## 1. Introduction

[2] In the nineties, postwall waveguides (PWWGs) were proposed as an alternative to classical transmission lines at microwave frequencies [*Furuyama*, 1994; *Hirokawa and Ando*, 1998; *Uchimura et al.*, 1998; *Deslandes and Wu*, 2001]. Such waveguides are generally embedded in substrates, e.g., printed circuit boards (PCBs), and belong to the broader class of substrate-integrated waveguides (SIWs). The side walls of a PWWG are composed of cylindrical posts, which together with optional metallic top and bottom plates enclose a rectangular region similar to the rectangular (metallic) waveguide. Consistent with classical planar transmission-line structures, PWWGs are relatively easy and inexpensive to manufacture, offer integration with other circuits of a microwave front-end, and are less bulky than classical (metallic) waveguides.

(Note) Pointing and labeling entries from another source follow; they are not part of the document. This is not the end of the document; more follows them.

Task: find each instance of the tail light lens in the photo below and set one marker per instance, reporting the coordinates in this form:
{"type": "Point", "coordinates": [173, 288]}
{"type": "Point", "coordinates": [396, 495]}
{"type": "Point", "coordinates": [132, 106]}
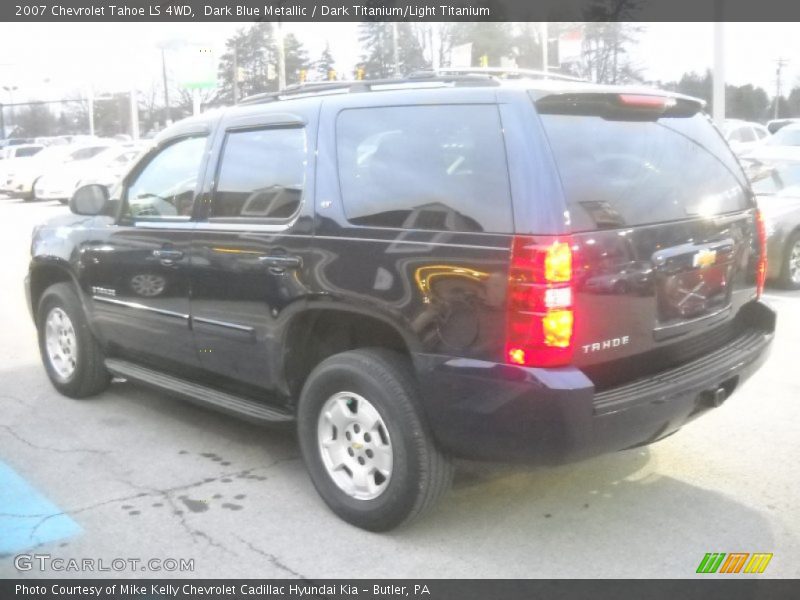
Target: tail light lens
{"type": "Point", "coordinates": [540, 316]}
{"type": "Point", "coordinates": [761, 269]}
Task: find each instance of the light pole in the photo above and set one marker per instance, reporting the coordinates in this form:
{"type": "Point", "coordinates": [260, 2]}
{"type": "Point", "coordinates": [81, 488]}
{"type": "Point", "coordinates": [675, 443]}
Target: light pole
{"type": "Point", "coordinates": [10, 89]}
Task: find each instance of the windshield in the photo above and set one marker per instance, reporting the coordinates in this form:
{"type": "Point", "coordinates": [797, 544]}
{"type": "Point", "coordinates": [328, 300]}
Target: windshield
{"type": "Point", "coordinates": [786, 137]}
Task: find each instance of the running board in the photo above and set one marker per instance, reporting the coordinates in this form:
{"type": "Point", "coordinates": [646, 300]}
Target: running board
{"type": "Point", "coordinates": [199, 394]}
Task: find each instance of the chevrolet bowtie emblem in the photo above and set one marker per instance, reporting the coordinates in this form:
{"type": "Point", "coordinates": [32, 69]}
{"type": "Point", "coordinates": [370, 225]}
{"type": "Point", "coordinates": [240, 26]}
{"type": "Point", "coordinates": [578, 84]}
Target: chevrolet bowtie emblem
{"type": "Point", "coordinates": [705, 258]}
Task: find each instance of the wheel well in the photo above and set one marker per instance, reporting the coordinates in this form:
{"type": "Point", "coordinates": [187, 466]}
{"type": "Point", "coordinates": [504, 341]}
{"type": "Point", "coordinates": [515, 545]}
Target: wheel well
{"type": "Point", "coordinates": [317, 334]}
{"type": "Point", "coordinates": [42, 277]}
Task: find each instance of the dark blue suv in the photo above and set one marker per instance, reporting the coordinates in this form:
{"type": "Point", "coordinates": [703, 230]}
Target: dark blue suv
{"type": "Point", "coordinates": [455, 265]}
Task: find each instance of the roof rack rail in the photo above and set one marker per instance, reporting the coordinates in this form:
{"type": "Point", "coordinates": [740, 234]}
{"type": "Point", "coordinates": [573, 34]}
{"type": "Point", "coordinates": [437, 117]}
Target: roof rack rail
{"type": "Point", "coordinates": [513, 71]}
{"type": "Point", "coordinates": [418, 79]}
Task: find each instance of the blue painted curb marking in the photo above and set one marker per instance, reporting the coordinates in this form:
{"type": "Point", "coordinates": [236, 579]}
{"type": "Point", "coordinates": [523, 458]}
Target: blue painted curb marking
{"type": "Point", "coordinates": [27, 518]}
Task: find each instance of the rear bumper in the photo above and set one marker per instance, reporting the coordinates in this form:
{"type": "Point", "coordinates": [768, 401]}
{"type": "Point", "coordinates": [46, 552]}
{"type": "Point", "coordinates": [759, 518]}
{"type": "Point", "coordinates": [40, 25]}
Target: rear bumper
{"type": "Point", "coordinates": [493, 411]}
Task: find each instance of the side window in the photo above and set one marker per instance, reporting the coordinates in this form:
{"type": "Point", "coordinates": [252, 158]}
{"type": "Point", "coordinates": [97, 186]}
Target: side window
{"type": "Point", "coordinates": [424, 167]}
{"type": "Point", "coordinates": [164, 188]}
{"type": "Point", "coordinates": [261, 175]}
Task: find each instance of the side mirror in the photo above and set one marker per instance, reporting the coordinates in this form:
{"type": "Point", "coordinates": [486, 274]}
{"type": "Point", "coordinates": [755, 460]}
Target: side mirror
{"type": "Point", "coordinates": [89, 200]}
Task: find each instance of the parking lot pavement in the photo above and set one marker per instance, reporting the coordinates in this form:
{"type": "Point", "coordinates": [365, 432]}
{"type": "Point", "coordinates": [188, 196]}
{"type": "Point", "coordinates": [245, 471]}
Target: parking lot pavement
{"type": "Point", "coordinates": [133, 474]}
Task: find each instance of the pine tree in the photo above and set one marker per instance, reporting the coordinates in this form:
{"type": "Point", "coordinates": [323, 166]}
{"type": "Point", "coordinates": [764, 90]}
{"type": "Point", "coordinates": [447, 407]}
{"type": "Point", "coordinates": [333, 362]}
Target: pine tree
{"type": "Point", "coordinates": [257, 62]}
{"type": "Point", "coordinates": [325, 64]}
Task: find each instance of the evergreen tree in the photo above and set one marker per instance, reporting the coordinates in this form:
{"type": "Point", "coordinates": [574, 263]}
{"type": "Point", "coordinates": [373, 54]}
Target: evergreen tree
{"type": "Point", "coordinates": [325, 64]}
{"type": "Point", "coordinates": [257, 61]}
{"type": "Point", "coordinates": [376, 44]}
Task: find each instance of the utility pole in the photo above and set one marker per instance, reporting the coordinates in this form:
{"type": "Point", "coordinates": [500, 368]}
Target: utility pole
{"type": "Point", "coordinates": [10, 89]}
{"type": "Point", "coordinates": [545, 48]}
{"type": "Point", "coordinates": [134, 114]}
{"type": "Point", "coordinates": [718, 91]}
{"type": "Point", "coordinates": [167, 119]}
{"type": "Point", "coordinates": [90, 108]}
{"type": "Point", "coordinates": [395, 50]}
{"type": "Point", "coordinates": [781, 62]}
{"type": "Point", "coordinates": [235, 73]}
{"type": "Point", "coordinates": [281, 58]}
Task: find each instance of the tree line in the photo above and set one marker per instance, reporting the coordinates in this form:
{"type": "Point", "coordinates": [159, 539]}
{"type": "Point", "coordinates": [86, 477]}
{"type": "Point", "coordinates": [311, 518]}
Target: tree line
{"type": "Point", "coordinates": [250, 62]}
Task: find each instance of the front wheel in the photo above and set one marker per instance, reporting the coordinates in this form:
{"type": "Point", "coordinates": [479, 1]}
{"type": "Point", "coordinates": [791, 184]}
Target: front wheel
{"type": "Point", "coordinates": [365, 443]}
{"type": "Point", "coordinates": [71, 355]}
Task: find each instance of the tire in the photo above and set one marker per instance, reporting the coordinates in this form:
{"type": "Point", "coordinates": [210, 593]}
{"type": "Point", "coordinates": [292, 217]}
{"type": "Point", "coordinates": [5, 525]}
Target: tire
{"type": "Point", "coordinates": [791, 261]}
{"type": "Point", "coordinates": [64, 332]}
{"type": "Point", "coordinates": [418, 474]}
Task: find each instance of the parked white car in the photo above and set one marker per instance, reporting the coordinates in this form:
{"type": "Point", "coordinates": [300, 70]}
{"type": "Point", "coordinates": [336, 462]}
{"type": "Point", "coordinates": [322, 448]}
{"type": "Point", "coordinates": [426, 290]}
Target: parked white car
{"type": "Point", "coordinates": [105, 168]}
{"type": "Point", "coordinates": [744, 136]}
{"type": "Point", "coordinates": [14, 156]}
{"type": "Point", "coordinates": [20, 151]}
{"type": "Point", "coordinates": [783, 145]}
{"type": "Point", "coordinates": [22, 180]}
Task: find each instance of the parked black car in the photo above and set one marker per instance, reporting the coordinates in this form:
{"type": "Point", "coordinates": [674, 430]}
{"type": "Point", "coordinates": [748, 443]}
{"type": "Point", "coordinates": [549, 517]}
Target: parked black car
{"type": "Point", "coordinates": [401, 269]}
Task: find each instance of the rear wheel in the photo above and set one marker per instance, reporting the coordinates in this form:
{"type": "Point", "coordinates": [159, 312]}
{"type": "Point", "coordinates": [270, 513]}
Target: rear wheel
{"type": "Point", "coordinates": [71, 355]}
{"type": "Point", "coordinates": [790, 271]}
{"type": "Point", "coordinates": [367, 448]}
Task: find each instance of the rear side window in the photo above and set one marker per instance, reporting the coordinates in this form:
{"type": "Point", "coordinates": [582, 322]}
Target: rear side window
{"type": "Point", "coordinates": [424, 167]}
{"type": "Point", "coordinates": [261, 175]}
{"type": "Point", "coordinates": [621, 173]}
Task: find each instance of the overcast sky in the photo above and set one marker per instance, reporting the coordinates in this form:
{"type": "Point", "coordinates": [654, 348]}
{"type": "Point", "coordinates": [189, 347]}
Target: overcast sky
{"type": "Point", "coordinates": [46, 60]}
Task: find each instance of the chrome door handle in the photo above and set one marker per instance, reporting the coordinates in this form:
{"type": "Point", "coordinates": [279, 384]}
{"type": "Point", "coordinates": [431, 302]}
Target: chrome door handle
{"type": "Point", "coordinates": [168, 257]}
{"type": "Point", "coordinates": [281, 262]}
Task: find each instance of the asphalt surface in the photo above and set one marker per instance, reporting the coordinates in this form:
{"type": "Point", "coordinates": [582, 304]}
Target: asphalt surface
{"type": "Point", "coordinates": [134, 474]}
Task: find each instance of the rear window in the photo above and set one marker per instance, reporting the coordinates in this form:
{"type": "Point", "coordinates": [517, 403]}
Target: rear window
{"type": "Point", "coordinates": [424, 167]}
{"type": "Point", "coordinates": [621, 173]}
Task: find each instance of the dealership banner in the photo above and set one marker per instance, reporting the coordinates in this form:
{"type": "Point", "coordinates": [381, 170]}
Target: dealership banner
{"type": "Point", "coordinates": [401, 10]}
{"type": "Point", "coordinates": [397, 589]}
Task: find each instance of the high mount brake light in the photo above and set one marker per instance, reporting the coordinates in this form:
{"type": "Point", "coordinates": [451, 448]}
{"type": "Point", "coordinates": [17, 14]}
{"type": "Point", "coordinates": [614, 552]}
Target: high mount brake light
{"type": "Point", "coordinates": [761, 269]}
{"type": "Point", "coordinates": [646, 101]}
{"type": "Point", "coordinates": [540, 315]}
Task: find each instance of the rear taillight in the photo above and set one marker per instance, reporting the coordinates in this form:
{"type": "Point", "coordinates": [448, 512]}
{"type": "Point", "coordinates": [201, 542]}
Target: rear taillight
{"type": "Point", "coordinates": [761, 270]}
{"type": "Point", "coordinates": [540, 313]}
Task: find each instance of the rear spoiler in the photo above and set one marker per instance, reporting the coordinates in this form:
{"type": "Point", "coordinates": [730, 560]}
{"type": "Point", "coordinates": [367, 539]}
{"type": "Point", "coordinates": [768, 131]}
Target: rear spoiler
{"type": "Point", "coordinates": [619, 105]}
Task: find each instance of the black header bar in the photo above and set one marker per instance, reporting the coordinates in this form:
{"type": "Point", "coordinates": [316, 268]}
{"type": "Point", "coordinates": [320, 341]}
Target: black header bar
{"type": "Point", "coordinates": [398, 10]}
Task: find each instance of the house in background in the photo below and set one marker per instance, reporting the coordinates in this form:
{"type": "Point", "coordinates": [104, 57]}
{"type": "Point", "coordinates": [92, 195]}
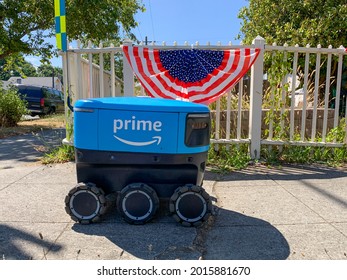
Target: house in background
{"type": "Point", "coordinates": [53, 82]}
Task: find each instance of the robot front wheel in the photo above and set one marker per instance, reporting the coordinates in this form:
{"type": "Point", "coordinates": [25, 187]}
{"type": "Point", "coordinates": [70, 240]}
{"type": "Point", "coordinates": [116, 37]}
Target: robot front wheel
{"type": "Point", "coordinates": [137, 203]}
{"type": "Point", "coordinates": [190, 205]}
{"type": "Point", "coordinates": [85, 203]}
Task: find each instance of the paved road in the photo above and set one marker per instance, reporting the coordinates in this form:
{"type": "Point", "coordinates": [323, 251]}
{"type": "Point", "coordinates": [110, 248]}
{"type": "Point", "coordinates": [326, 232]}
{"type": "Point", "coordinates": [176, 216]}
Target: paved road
{"type": "Point", "coordinates": [291, 212]}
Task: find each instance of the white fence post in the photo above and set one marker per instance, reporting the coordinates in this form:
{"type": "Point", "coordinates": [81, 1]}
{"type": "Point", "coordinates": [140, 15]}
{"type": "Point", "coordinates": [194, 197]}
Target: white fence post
{"type": "Point", "coordinates": [256, 93]}
{"type": "Point", "coordinates": [128, 75]}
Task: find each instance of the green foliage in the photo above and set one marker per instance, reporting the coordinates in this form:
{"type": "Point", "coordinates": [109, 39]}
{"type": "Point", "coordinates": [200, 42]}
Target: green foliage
{"type": "Point", "coordinates": [12, 108]}
{"type": "Point", "coordinates": [61, 154]}
{"type": "Point", "coordinates": [230, 157]}
{"type": "Point", "coordinates": [295, 22]}
{"type": "Point", "coordinates": [47, 70]}
{"type": "Point", "coordinates": [26, 24]}
{"type": "Point", "coordinates": [16, 66]}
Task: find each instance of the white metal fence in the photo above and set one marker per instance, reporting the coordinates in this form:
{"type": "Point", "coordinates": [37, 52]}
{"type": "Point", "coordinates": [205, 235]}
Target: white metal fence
{"type": "Point", "coordinates": [302, 101]}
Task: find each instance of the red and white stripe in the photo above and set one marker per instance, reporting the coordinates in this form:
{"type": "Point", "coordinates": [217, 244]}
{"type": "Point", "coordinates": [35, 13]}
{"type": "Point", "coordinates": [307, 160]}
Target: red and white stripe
{"type": "Point", "coordinates": [159, 83]}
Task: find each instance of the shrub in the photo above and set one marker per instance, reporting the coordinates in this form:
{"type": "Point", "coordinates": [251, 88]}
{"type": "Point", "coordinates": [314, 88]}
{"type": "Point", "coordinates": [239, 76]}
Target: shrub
{"type": "Point", "coordinates": [12, 108]}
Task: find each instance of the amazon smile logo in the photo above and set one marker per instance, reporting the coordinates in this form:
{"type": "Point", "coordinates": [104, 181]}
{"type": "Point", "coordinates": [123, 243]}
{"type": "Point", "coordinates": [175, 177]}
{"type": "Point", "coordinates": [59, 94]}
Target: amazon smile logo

Furthermore, thanks to their waveguide-like characteristics PWWGs have in general lower losses than other PCB transmission-line structures, in particular above 30 GHz [*Coenen*, 2010, section 1.2]. For these reasons PWWGs have attracted substantial interest during the last decade.

[3] In our paper we focus particularly on the electromagnetic analysis of PWWGs. Not surprisingly the initial analysis methods found their origin in the optical domain with dielectric-post PWWGs evolving from photonic bandgap materials [*Yablonovitch*, 1987] and where one utilizes the Bloch-Floquet theorem and the plane wave expansion method to study periodic guiding structures [*Benisty*, 1996]. Such an approach is adopted in early PWWG work [*Hirokawa and Ando*, 1998] and by *Pissoort and Olyslager* [2004]. In the microwave community, however, lumped-element circuit models are most often used in the design of microwave components. Therefore, efforts were undertaken to identify suitable layouts for a circuit model of PWWGs [*Bray and Roy*, 2003; *Bozzi et al.*, 2003, 2006]. Parallel to this development, early PWWG studies stressed the determination of transmission characteristics, in particular the propagation constant, the loss factor, and the equivalent waveguide width [*Coenen*, 2010, chapter 3]. Beside the periodic-structure approach, several full-wave approaches were employed [*Cassivi et al.*, 2002; *Xu et al.*, 2003; *Deslandes and Wu*, 2006; *Bozzi et al.*, 2008] as well as discretization and averaging techniques applied to the permittivity and conductivity [*Ranjkesh et al.*, 2005; *Patrovsky and Wu*, 2005; *Cassivi and Wu*, 2005].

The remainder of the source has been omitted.